Georgia Institute of Technology — MSc Computer Science, ML specialization — Aug 2024 – Apr 2027 (in progress) 4.0 GPA across 6/10 completed courses. Completed: Machine Learning, Artificial Intelligence, Knowledge-Based AI, AI for Robotics, Ethics in AI, Human-Computer Interaction. In progress: Natural Language Processing. Planned: Deep Learning, Reinforcement Learning, Graduate Algorithms.
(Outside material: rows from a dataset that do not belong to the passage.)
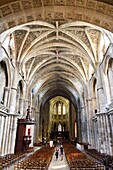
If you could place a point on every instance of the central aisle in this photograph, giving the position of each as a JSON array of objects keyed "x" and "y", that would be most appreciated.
[{"x": 58, "y": 164}]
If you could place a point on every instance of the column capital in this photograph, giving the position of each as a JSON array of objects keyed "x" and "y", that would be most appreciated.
[
  {"x": 7, "y": 88},
  {"x": 13, "y": 88}
]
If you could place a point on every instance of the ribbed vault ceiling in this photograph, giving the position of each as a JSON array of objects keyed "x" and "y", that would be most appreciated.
[{"x": 54, "y": 51}]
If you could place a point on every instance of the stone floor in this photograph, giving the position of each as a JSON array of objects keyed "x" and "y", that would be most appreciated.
[
  {"x": 11, "y": 167},
  {"x": 58, "y": 164},
  {"x": 54, "y": 164}
]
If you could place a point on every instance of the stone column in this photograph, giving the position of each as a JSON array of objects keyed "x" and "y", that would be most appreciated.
[
  {"x": 110, "y": 132},
  {"x": 111, "y": 139},
  {"x": 6, "y": 96},
  {"x": 10, "y": 134},
  {"x": 7, "y": 134},
  {"x": 1, "y": 133},
  {"x": 89, "y": 110},
  {"x": 100, "y": 92},
  {"x": 84, "y": 125},
  {"x": 99, "y": 132},
  {"x": 13, "y": 134},
  {"x": 13, "y": 100},
  {"x": 110, "y": 75},
  {"x": 36, "y": 127},
  {"x": 4, "y": 136},
  {"x": 106, "y": 134},
  {"x": 21, "y": 106}
]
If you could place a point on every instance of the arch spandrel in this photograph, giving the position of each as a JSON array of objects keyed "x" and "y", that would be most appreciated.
[{"x": 20, "y": 12}]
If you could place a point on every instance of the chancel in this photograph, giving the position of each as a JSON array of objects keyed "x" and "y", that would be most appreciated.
[{"x": 56, "y": 84}]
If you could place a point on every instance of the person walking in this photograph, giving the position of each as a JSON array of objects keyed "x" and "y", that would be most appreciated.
[
  {"x": 61, "y": 152},
  {"x": 56, "y": 152}
]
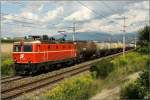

Università degli Studi di Torino — MSc Mathematics — 2014–2016 Final grade: 110L/110 e menzione. Thesis: Levy Processes in Finance.

Università degli Studi di Torino — BSc Mathematics — 2010–2014

Conservatorio “G. Verdi” di Torino — Diploma, Classical Guitar — 2001–2008

Languages: Italian (native), English (C2 — IELTS Academic Band 8.5, January 2024).